Os resultados desse estudo acrescentam a pele a essa complexa rede de comunicação.

Podemos pensar em uma espécie de eixo:

músculo → circulação sanguínea → fibroblastos → matriz extracelular → estrutura da pele.

Essa comunicação ajuda a explicar por que uma atividade aparentemente distante da pele, como levantar pesos, pode produzir alterações mensuráveis nela.

Aeróbico ou musculação: qual foi melhor para a pele?

A resposta mais correta é: os dois foram benéficos, mas não produziram exatamente os mesmos efeitos.

O exercício aeróbico e a musculação melhoraram a elasticidade e características da estrutura dérmica.

Entretanto, o treinamento resistido apresentou um benefício adicional importante: o aumento da espessura da derme.

Além disso, cada modalidade produziu padrões diferentes de alterações em citocinas, hormônios e metabólitos.

Isso sugere que diferentes tipos de exercício podem ativar mecanismos parcialmente distintos de proteção e adaptação da pele.

Exercício pode ser considerado uma estratégia antienvelhecimento?

Os resultados são promissores, mas precisam ser interpretados corretamente.

O estudo não demonstrou que 16 semanas de musculação eliminem rugas ou façam uma pessoa parecer vários anos mais jovem.

Também não avaliou simplesmente a aparência das participantes.

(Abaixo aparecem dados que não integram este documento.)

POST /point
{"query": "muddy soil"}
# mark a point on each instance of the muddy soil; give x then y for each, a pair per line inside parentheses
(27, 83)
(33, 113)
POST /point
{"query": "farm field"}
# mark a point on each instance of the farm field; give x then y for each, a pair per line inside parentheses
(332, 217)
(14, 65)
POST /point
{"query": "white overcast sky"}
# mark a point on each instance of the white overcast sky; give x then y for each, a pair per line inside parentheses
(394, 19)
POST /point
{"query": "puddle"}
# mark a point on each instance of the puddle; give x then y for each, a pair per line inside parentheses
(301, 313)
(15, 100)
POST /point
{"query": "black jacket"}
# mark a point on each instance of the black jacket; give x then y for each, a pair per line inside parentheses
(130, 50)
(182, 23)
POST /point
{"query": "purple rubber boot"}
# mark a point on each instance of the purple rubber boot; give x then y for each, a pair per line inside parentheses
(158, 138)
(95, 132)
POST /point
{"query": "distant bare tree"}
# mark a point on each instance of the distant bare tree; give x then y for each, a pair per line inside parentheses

O que os pesquisadores demonstraram foi mais específico e biologicamente interessante: o exercício modificou propriedades da pele e mecanismos celulares associados ao envelhecimento cutâneo.

Elasticidade, espessura dérmica, expressão de genes da matriz extracelular e fatores circulantes foram alguns dos parâmetros modificados.

Portanto, quando os pesquisadores utilizam a ideia de “rejuvenescimento”, estão falando principalmente de alterações biológicas mensuráveis relacionadas à estrutura e ao funcionamento da pele.

Ainda precisamos de estudos maiores

A pesquisa possui limitações importantes.

A amostra foi relativamente pequena e formada por mulheres japonesas sedentárias de meia-idade. Isso significa que não podemos simplesmente assumir que os mesmos resultados ocorrerão na mesma magnitude em homens, idosos, atletas ou diferentes grupos étnicos.

O estudo também teve duração de 16 semanas.

Pesquisas futuras precisarão investigar o que acontece depois de um, cinco ou dez anos de treinamento regular e se essas alterações biológicas se traduzem em diferenças clinicamente relevantes no envelhecimento da pele.

Ainda assim, os resultados abrem uma fascinante linha de investigação.

Talvez um dos melhores tratamentos para a pele comece nos músculos

A ciência do envelhecimento está revelando que nossos órgãos estão muito mais conectados do que imaginávamos.

Exercitar um músculo desencadeia alterações que podem alcançar o cérebro, os vasos sanguíneos, o metabolismo e, aparentemente, também a pele.

A pesquisa publicada na Scientific Reports acrescenta uma perspectiva interessante à conhecida lista de benefícios da atividade física: cuidar dos músculos pode ser também uma maneira de cuidar da pele.

Isso não substitui proteção solar, alimentação adequada ou cuidados dermatológicos. Mas acrescenta uma nova dimensão ao conceito de envelhecimento saudável.

Talvez a musculação deva ser vista não apenas como uma estratégia para manter força e massa muscular ao longo dos anos, mas como uma intervenção capaz de influenciar diferentes tecidos simultaneamente.

E, nesse processo, uma das consequências mais visíveis da saúde interna pode estar justamente na superfície do nosso corpo.

Fonte científica: Nishikori S. et al. Resistance training rejuvenates aging skin by reducing circulating inflammatory factors and enhancing dermal extracellular matrices. Scientific Reports, 2023. PMID: 37353523. DOI: 10.1038/s41598-023-37207-9.